2008, tepat 4 hari setelah melangsungkan pernikahan, awal pertama saya kembali ke tanah kelahiran (Pulau Bangka) dan menyatakan menetap disini. Jangankan isteri yang asli Jawa, saya yang asli Bangka, awal hidup dan bergaul di tanah kelahiran sendiri rada-rada shock.
Bahkan sempat menyatakan tidak betah dan ingin kembali ke Jawa Timur sebab merasa jauh lebih bias diterima dan asyik dalam banyak hal.
Ternyata disini, banyak hal yang tidak saya pahami, banyak hal yang tidak sesuai dengan asumsi, banyak hal yang membuat saya kaget sosial.
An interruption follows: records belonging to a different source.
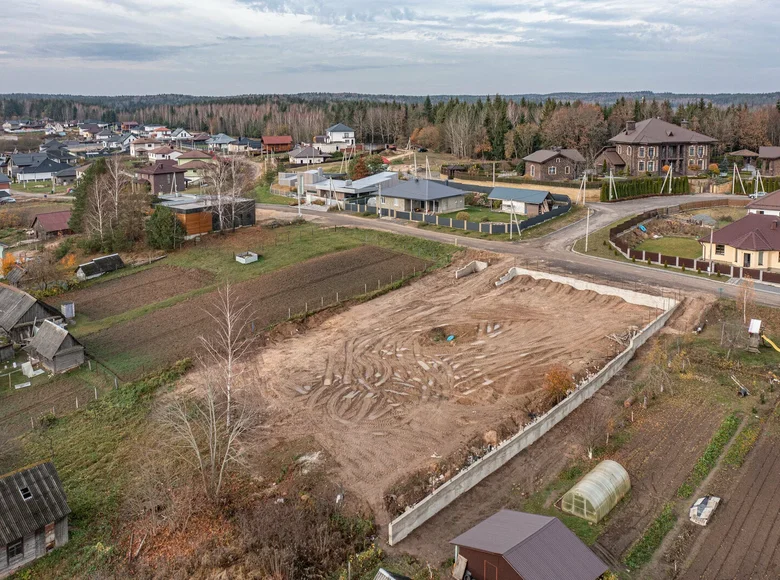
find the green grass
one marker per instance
(743, 443)
(709, 458)
(642, 552)
(92, 451)
(673, 246)
(482, 214)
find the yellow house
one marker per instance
(751, 242)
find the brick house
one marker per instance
(554, 164)
(650, 145)
(770, 160)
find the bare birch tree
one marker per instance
(230, 340)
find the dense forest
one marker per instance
(490, 128)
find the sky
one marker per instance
(414, 47)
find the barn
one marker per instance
(33, 516)
(55, 348)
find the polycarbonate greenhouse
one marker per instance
(598, 492)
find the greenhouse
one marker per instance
(594, 496)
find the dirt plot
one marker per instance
(385, 392)
(658, 460)
(743, 540)
(166, 335)
(134, 290)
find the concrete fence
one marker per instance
(469, 477)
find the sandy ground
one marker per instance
(385, 394)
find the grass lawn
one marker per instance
(482, 214)
(673, 246)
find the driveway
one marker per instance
(553, 252)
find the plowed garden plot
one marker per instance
(134, 290)
(663, 448)
(743, 539)
(169, 334)
(385, 393)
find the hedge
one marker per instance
(645, 187)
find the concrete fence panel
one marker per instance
(469, 477)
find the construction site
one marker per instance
(392, 386)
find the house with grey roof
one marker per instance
(770, 160)
(529, 202)
(33, 516)
(55, 348)
(650, 145)
(512, 545)
(421, 195)
(555, 164)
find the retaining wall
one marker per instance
(414, 517)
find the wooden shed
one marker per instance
(33, 516)
(55, 348)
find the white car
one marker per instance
(702, 509)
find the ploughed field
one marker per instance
(385, 392)
(168, 334)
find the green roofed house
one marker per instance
(530, 202)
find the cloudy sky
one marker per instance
(227, 47)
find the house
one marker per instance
(200, 214)
(336, 138)
(55, 348)
(89, 130)
(33, 515)
(19, 312)
(750, 242)
(180, 134)
(245, 145)
(219, 142)
(512, 545)
(163, 153)
(650, 145)
(99, 266)
(770, 160)
(307, 156)
(141, 147)
(163, 177)
(277, 143)
(45, 170)
(47, 225)
(554, 164)
(529, 202)
(66, 176)
(421, 195)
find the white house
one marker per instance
(336, 138)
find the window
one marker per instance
(15, 550)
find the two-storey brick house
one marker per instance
(652, 144)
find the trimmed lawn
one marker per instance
(673, 246)
(478, 214)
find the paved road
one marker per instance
(553, 252)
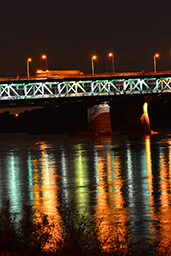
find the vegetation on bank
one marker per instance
(33, 234)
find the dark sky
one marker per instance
(69, 32)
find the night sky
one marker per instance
(69, 32)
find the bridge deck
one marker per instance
(85, 86)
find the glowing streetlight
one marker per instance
(44, 57)
(111, 55)
(94, 57)
(28, 67)
(155, 57)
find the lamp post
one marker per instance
(28, 67)
(44, 57)
(94, 57)
(111, 55)
(155, 57)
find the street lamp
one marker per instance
(94, 57)
(155, 56)
(28, 67)
(111, 55)
(44, 57)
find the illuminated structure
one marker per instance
(85, 86)
(155, 57)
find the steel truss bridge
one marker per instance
(83, 87)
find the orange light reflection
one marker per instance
(111, 216)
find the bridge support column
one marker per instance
(138, 119)
(99, 118)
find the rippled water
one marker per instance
(121, 178)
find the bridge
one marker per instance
(104, 87)
(85, 86)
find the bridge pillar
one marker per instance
(138, 119)
(99, 118)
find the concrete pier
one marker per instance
(99, 119)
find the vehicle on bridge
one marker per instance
(58, 73)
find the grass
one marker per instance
(76, 234)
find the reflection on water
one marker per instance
(122, 181)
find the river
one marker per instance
(119, 178)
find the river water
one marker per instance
(119, 178)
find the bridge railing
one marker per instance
(79, 88)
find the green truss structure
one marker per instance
(54, 88)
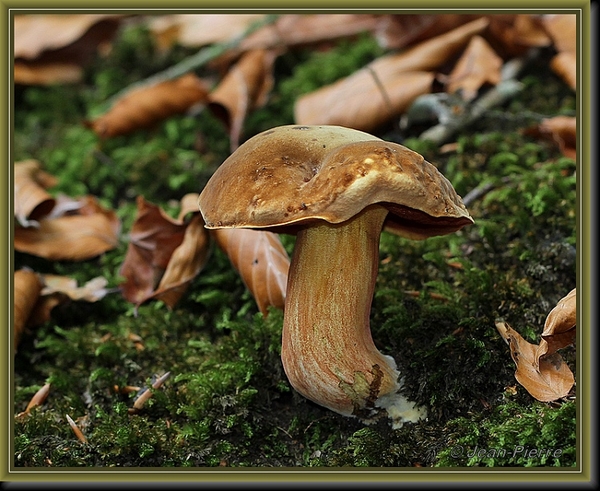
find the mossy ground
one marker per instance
(228, 401)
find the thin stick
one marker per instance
(505, 90)
(197, 60)
(80, 436)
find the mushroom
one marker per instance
(335, 188)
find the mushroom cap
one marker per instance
(290, 176)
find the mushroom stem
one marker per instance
(328, 353)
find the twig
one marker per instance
(197, 60)
(78, 433)
(505, 90)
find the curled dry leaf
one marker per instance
(195, 30)
(163, 251)
(78, 235)
(144, 107)
(31, 200)
(513, 35)
(37, 400)
(398, 31)
(184, 265)
(53, 48)
(560, 326)
(478, 65)
(547, 378)
(385, 87)
(244, 88)
(92, 291)
(563, 31)
(27, 289)
(261, 260)
(560, 129)
(303, 29)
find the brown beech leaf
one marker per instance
(195, 30)
(478, 65)
(548, 378)
(563, 31)
(86, 231)
(304, 29)
(91, 291)
(244, 88)
(396, 31)
(261, 260)
(560, 326)
(363, 102)
(153, 237)
(53, 48)
(164, 253)
(385, 87)
(27, 289)
(144, 107)
(185, 263)
(560, 129)
(512, 35)
(31, 199)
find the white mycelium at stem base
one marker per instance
(327, 350)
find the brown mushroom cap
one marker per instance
(290, 175)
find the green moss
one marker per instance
(228, 401)
(512, 435)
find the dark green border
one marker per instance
(582, 474)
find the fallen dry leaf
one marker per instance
(164, 254)
(547, 378)
(144, 107)
(560, 129)
(27, 289)
(185, 264)
(244, 88)
(513, 35)
(31, 200)
(261, 260)
(53, 48)
(86, 231)
(304, 29)
(563, 31)
(36, 294)
(91, 291)
(560, 326)
(195, 30)
(344, 103)
(385, 87)
(396, 31)
(478, 65)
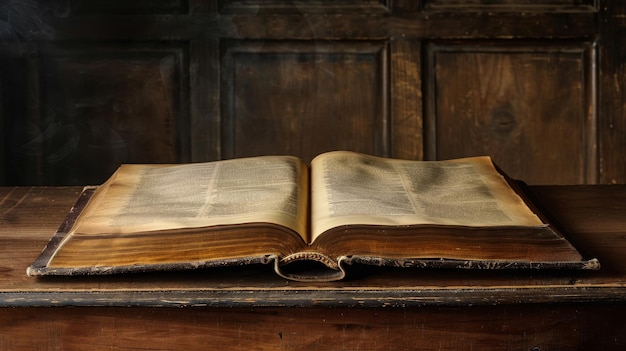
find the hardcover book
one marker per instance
(309, 221)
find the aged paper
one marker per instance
(143, 198)
(353, 188)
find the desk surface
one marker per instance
(594, 218)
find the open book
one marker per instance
(310, 222)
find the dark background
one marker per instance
(86, 85)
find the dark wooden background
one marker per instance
(85, 85)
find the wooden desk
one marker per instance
(250, 308)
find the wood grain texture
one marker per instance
(591, 215)
(251, 308)
(516, 327)
(186, 118)
(528, 106)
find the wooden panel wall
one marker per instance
(86, 85)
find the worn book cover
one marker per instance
(309, 221)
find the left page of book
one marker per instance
(141, 198)
(155, 214)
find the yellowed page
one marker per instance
(351, 188)
(140, 198)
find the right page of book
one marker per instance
(351, 188)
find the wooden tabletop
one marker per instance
(594, 218)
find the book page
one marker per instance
(352, 188)
(138, 198)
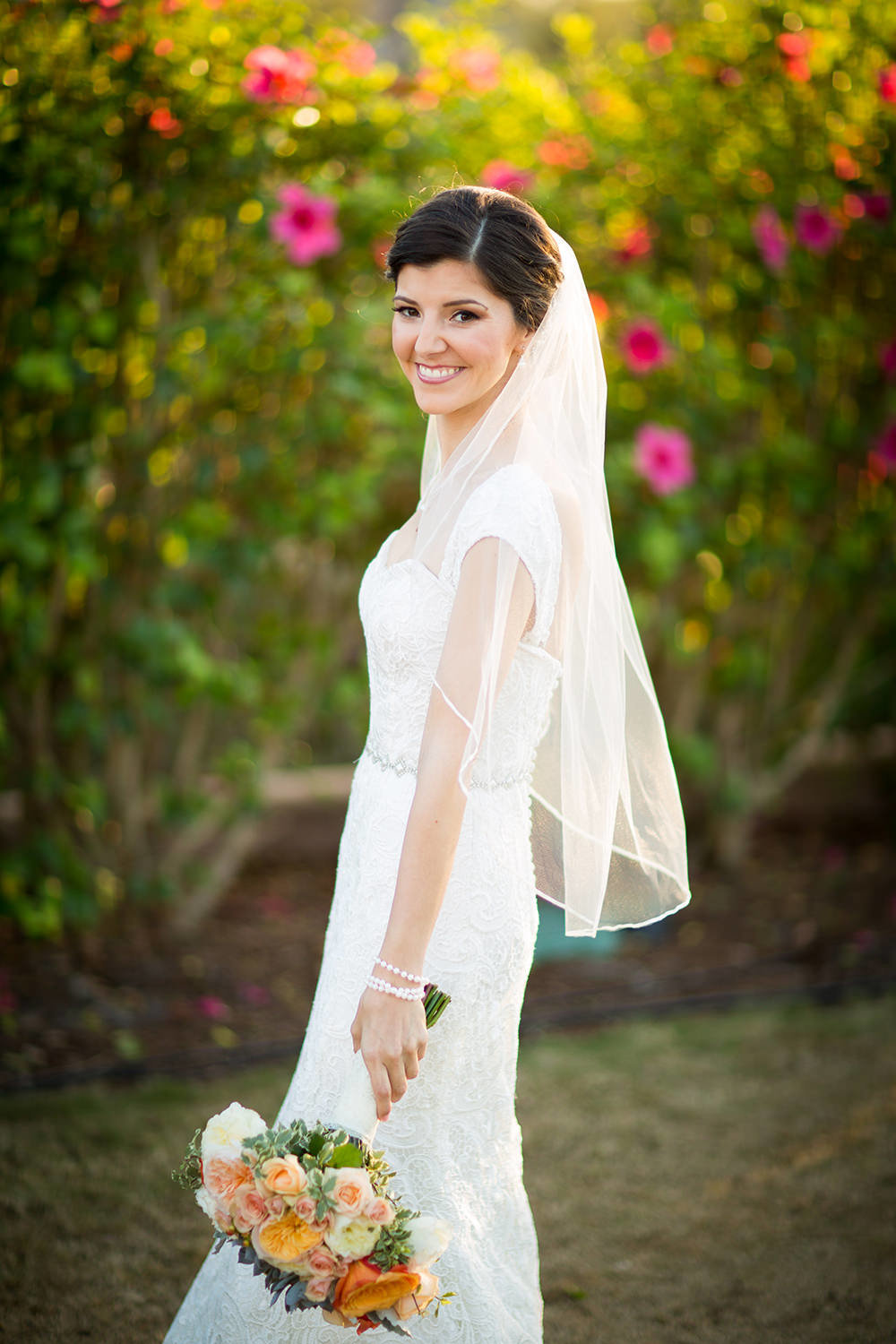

Tapi seiring perjalanan waktu, setelah banyak bergaul dengan para orangtua, tokoh-tokoh yang memahami Bangka Belitung, bahkan akhirnya hampir seluruh Desa dan Dusun di Pulau Bangka dan Pulau Belitung, saya datangi serta komunikasi langsung dengan masyarakatnya.
Apa yang saya dapatkan? Urang Bangka itu unik, asyik, ceria, lucu, ngeselin, ngangenini, penuh dengan romantika tapi tak pernah hilang tawa.
Masyarakat Bangka adalah masyarakat yang sangat egaliter. Berbeda dengan masyarakat Pulau Jawa yang terdidik oleh Kerajaan, tata karma, norma yang tinggi, sedikit-sedikit Pamali, hormat pada leluhur dan penuh pengabdian pada atasannya.
Sedangkan orang Bangka, dalam sejarahnya bukanlah tipikal pengabdi sebab tak terdidik oleh kerajaan, semua orang dianggap sama rata sebab ada istilah “sama-sama makan nasi”.
Urang Bangka tak terlalu peduli jabatan sebab ada istilah “Dak sapa negah ikak nek jadi raje asal jangan ngeraje”.
Tak peduli juga dengan nasab (keturunan) maupun kepemilikan (harta) sebab ada istilah “Ko dak makan kek ikak”.
Masyarakat Bangka adalah tipikal masyarakat yang sangat besar kedaulatan atau kemerdekaan dirinya. Ia boleh punya atasan, tapi bukan berarti “Oke Boss” “Siap Ndan” atau menghambakan diri pada atasan.